Sunday 3 November 2013

Our politicians aren't really scum are they?

I was sitting with my wife in our local supermarket café this morning having our Sunday cuppa and there was a couple sitting at the table next to us. They looked like a couple who had just reached pension age and the lady was reading a Sunday newspaper, whose headline was on the subject of how MPs are claiming an average of £6,000 per annum in expenses for energy costs in their second homes. I know this because the lady drew her partner's attention to it and then made the comment that "do you know this, our politicians today are simply scum." I wanted to shake this lady's hand.
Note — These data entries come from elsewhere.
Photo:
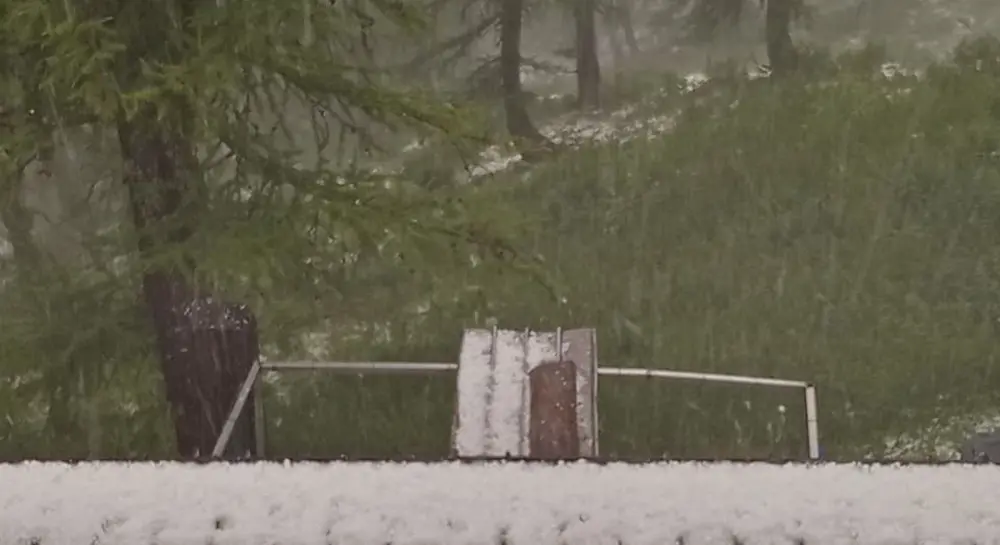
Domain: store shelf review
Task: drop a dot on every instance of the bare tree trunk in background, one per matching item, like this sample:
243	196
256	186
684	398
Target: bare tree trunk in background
17	221
519	124
588	68
781	52
625	16
200	374
201	369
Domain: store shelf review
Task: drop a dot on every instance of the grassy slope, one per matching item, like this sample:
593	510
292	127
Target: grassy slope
842	231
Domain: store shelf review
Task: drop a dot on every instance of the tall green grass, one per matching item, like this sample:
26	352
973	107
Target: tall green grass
842	229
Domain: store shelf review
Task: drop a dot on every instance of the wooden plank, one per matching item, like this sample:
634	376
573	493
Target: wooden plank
493	413
554	434
580	346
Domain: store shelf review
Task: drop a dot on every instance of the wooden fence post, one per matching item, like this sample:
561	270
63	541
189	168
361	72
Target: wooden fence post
553	433
222	345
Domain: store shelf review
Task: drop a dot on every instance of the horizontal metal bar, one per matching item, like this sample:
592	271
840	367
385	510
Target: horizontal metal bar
423	367
709	377
363	367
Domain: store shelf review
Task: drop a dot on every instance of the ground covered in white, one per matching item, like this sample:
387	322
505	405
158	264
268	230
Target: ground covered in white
490	504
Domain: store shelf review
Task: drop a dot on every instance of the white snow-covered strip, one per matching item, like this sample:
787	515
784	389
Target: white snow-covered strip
474	375
476	504
508	422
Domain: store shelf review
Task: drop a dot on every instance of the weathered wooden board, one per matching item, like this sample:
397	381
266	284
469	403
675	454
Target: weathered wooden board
493	408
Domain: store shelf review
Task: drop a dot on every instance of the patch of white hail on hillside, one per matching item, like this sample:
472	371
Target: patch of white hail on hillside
574	131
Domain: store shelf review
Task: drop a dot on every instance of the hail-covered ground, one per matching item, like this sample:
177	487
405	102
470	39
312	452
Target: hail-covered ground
498	503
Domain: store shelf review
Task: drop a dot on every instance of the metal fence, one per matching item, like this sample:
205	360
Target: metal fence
253	383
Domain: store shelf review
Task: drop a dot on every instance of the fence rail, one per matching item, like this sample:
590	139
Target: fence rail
386	367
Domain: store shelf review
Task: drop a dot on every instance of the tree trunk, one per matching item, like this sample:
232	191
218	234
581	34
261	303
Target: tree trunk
202	371
519	125
588	68
625	17
781	52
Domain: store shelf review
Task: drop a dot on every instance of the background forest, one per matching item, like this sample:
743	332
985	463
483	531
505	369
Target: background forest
801	189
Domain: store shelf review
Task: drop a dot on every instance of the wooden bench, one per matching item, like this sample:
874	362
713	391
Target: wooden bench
497	372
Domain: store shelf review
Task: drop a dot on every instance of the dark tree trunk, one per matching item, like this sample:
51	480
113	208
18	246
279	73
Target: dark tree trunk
18	221
519	125
625	16
781	52
205	347
588	68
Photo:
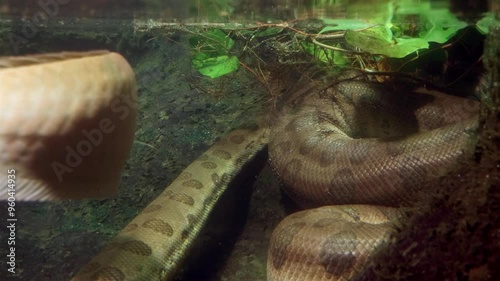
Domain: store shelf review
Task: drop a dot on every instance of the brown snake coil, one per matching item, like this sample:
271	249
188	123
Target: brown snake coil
357	143
353	143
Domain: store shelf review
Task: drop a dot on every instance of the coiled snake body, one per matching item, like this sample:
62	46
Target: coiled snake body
352	143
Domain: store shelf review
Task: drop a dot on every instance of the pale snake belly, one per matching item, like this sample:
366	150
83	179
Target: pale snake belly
364	158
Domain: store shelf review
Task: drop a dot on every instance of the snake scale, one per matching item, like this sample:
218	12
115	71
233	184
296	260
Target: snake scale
353	143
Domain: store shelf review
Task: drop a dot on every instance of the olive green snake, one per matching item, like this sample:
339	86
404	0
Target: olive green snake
352	143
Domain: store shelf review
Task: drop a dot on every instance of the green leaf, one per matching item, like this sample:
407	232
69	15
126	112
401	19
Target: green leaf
439	25
378	40
483	24
216	66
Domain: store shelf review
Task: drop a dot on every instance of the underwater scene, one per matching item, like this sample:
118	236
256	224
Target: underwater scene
249	140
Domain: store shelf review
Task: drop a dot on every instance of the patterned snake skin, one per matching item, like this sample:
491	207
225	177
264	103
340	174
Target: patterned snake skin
352	143
357	143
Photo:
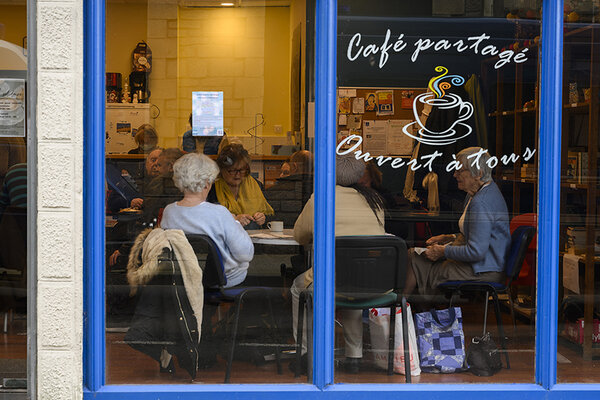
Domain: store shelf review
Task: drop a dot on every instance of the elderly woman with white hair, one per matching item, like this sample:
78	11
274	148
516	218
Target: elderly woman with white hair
479	251
194	175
As readers of this blog will know, I want people to think carefully about the dominant ideology in this country, and I want them to see if they can agree with me that it is profoundly sick. Britain is a sick society that blames the victims of governmental crimes and agrees with the perpetrators. For example, the government has taken the fire-fighters to task and condemned their fight to protect their terms and conditions and gullible Joe Public nods his head sagely. Why? Because fire-fighters are waged workers, and waged workers should be grateful for whatever their masters give them and stop whingeing and complaining. I do not use the word masters lightly, because that is how we are supposed to view them. They are our betters and we should know our place.

I listened to the pensions minister on the radio and his case was based on the fact that, should a fire-fighter serve a full term of service and retire at 55 he/she would receive a pension of £19,000 which, when he/she qualified for their state pension would take them up to £25.000 per annum and this was not fair. He argued that this was far more than a worker could receive on a private sector pension and so therefore the fire service would have to work till at least aged 60 to balance the public with the private. I want anyone out there with even a scintilla of intelligence to consider that position. In this person's opinion, it is not that private pensions are too low, but that public pensions are too high, and if there is to be any equity, it has to be downwards. This is from a government that granted the man who destroyed the Royal Bank of Scotland and was one of the architects of the financial crisis a pension of over £900,000 a year, and who just rewarded themselves with an 11% rise in their salary. Now, MPs are public sector workers, but under this government the public sector are entering their fourth year of a wage freeze, during which time food has risen by an average of 46%.

On another full frontal attack on working people, the press and the government have been in full war mode about the workers at Grangemouth protesting outside of a manager's home. Now, these workers weren't rioting, but it was Martin Luther King who told us that rioting is the language of the unheard and these workers were protesting about how this management had simply refused to negotiate, or listen to the union case and had conducted themselves by issuing ultimatums. I also trust that you noticed that the Labour Party was fully behind the management and completely hostile to the workers. If you are unheard, or simply ignored, what are you supposed to do?

In modern Britain workers are condemned when they withdraw their labour, regardless of the circumstances or the justice of their cause. Workers are condemned for having a decent wage, for having a pension, for having decent terms and conditions for having holidays, overtime pay or any form of benefit over and above the basic minimum required to keep them alive. Employers are considered to have the right to do whatever they want, whenever they want and no worker dare complain or challenge those assumptions. This has the full support of all Westminster parties and politicians. This is what you are voting for if you vote that we are better together in the coming Independence referendum. You have been warned.